Transformers as Statisticians: Provable In-Context Learning with In-Context Algorithm Selection

Neural sequence models based on the transformer architecture have demonstrated remarkable \emph{in-context learning} (ICL) abilities, where they can perform new tasks when prompted with training and test examples, without any parameter update to the model. This work first provides a comprehensive statistical theory for transformers to perform ICL. Concretely, we show that transformers can implement a broad class of standard machine learning algorithms in context, such as least squares, ridge regression, Lasso, learning generalized linear models, and gradient descent on two-layer neural networks, with near-optimal predictive power on various in-context data distributions.
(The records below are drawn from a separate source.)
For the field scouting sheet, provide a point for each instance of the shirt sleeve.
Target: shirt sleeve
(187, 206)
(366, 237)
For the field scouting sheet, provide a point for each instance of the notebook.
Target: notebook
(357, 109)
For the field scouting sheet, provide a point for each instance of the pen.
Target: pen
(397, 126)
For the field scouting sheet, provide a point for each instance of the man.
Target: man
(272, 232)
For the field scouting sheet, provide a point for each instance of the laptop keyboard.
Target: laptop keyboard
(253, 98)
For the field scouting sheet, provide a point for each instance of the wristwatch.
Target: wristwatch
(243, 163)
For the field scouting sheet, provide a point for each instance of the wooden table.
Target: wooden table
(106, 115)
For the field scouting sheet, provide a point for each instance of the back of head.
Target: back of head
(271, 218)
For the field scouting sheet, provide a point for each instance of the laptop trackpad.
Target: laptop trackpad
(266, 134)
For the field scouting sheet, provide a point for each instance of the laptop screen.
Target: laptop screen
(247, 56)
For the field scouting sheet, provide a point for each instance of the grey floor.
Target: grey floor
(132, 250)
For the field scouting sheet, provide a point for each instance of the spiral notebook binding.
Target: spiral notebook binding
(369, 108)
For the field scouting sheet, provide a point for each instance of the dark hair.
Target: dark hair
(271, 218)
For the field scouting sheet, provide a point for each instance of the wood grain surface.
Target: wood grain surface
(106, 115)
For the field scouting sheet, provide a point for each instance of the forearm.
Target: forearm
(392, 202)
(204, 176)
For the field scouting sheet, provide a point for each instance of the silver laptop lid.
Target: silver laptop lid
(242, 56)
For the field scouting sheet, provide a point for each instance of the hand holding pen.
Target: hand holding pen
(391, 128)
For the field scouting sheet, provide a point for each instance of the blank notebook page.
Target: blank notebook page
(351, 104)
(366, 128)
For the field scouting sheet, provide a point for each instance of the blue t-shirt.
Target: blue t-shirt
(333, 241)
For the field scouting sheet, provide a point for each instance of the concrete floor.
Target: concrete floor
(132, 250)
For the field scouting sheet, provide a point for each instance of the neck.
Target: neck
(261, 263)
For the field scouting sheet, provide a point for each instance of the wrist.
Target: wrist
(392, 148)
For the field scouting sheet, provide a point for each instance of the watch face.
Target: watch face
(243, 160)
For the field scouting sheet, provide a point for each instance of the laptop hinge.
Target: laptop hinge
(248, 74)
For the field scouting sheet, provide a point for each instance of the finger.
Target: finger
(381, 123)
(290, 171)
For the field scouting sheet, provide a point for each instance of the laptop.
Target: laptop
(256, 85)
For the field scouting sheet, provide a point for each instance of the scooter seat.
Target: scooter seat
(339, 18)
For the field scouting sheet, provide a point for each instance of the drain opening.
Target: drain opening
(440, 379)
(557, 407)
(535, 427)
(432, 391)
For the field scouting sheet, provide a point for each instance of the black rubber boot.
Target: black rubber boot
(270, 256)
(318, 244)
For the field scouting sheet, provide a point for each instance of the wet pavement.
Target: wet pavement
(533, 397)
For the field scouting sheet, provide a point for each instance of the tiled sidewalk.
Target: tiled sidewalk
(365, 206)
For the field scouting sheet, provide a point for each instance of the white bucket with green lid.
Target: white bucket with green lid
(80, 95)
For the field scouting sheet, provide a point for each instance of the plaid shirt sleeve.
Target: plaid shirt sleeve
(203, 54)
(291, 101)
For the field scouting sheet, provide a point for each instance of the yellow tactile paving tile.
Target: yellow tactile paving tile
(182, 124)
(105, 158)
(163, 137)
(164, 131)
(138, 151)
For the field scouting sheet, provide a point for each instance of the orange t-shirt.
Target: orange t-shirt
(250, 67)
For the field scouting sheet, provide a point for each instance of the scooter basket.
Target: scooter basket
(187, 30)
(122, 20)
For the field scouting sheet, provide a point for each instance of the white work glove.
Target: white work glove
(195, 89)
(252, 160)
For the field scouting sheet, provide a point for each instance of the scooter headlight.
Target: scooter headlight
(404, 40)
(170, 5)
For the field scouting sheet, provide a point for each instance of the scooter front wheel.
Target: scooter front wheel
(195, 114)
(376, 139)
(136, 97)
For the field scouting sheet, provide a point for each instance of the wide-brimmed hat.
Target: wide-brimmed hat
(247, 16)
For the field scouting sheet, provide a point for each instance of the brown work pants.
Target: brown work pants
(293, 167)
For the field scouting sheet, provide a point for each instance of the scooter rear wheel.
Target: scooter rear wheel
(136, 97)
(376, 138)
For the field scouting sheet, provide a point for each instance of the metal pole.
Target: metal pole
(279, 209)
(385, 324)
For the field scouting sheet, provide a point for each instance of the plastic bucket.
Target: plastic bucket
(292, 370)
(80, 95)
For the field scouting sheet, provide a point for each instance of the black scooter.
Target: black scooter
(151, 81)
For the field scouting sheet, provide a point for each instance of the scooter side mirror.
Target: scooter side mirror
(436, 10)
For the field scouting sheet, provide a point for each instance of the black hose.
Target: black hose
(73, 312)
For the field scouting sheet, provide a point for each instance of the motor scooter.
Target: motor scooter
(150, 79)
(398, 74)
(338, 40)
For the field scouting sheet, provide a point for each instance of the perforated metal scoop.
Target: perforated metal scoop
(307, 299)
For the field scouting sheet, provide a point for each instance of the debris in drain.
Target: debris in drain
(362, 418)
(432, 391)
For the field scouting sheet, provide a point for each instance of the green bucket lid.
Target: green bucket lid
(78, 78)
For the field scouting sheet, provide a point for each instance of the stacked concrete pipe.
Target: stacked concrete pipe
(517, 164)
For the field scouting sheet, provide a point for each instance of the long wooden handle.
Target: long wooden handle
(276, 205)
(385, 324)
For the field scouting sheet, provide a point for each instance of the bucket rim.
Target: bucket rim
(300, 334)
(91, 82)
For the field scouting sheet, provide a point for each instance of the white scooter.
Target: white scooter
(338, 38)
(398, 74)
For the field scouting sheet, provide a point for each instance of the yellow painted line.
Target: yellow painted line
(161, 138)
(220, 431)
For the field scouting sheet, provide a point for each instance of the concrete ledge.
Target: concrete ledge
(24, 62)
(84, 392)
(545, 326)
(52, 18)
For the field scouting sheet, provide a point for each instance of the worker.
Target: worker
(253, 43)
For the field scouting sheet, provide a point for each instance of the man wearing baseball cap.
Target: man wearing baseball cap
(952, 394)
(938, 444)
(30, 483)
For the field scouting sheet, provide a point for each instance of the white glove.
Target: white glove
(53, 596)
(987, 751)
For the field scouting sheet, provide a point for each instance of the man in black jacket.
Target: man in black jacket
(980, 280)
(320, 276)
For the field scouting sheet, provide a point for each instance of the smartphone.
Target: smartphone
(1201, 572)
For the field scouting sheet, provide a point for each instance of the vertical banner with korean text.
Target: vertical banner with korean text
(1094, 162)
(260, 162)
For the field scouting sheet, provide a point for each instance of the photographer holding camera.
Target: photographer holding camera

Using an efficient implementation of in-context gradient descent as the underlying mechanism, our transformer constructions admit mild size bounds, and can be learned with polynomially many pretraining sequences. Building on these ``base'' ICL algorithms, intriguingly, we show that transformers can implement more complex ICL procedures involving \emph{in-context algorithm selection}, akin to what a statistician can do in real life -- A \emph{single} transformer can adaptively select different base ICL algorithms -- or even perform qualitatively different tasks -- on different input sequences, without any explicit prompting of the right algorithm or task. We both establish this in theory by explicit constructions, and also observe this phenomenon experimentally. In theory, we construct two general mechanisms for algorithm selection with concrete examples: pre-ICL testing, and post-ICL validation. As an example, we use the post-ICL validation mechanism to construct a transformer that can perform nearly Bayes-optimal ICL on a challenging task -- noisy linear models with mixed noise levels. Experimentally, we demonstrate the strong in-context algorithm selection capabilities of standard transformer architectures.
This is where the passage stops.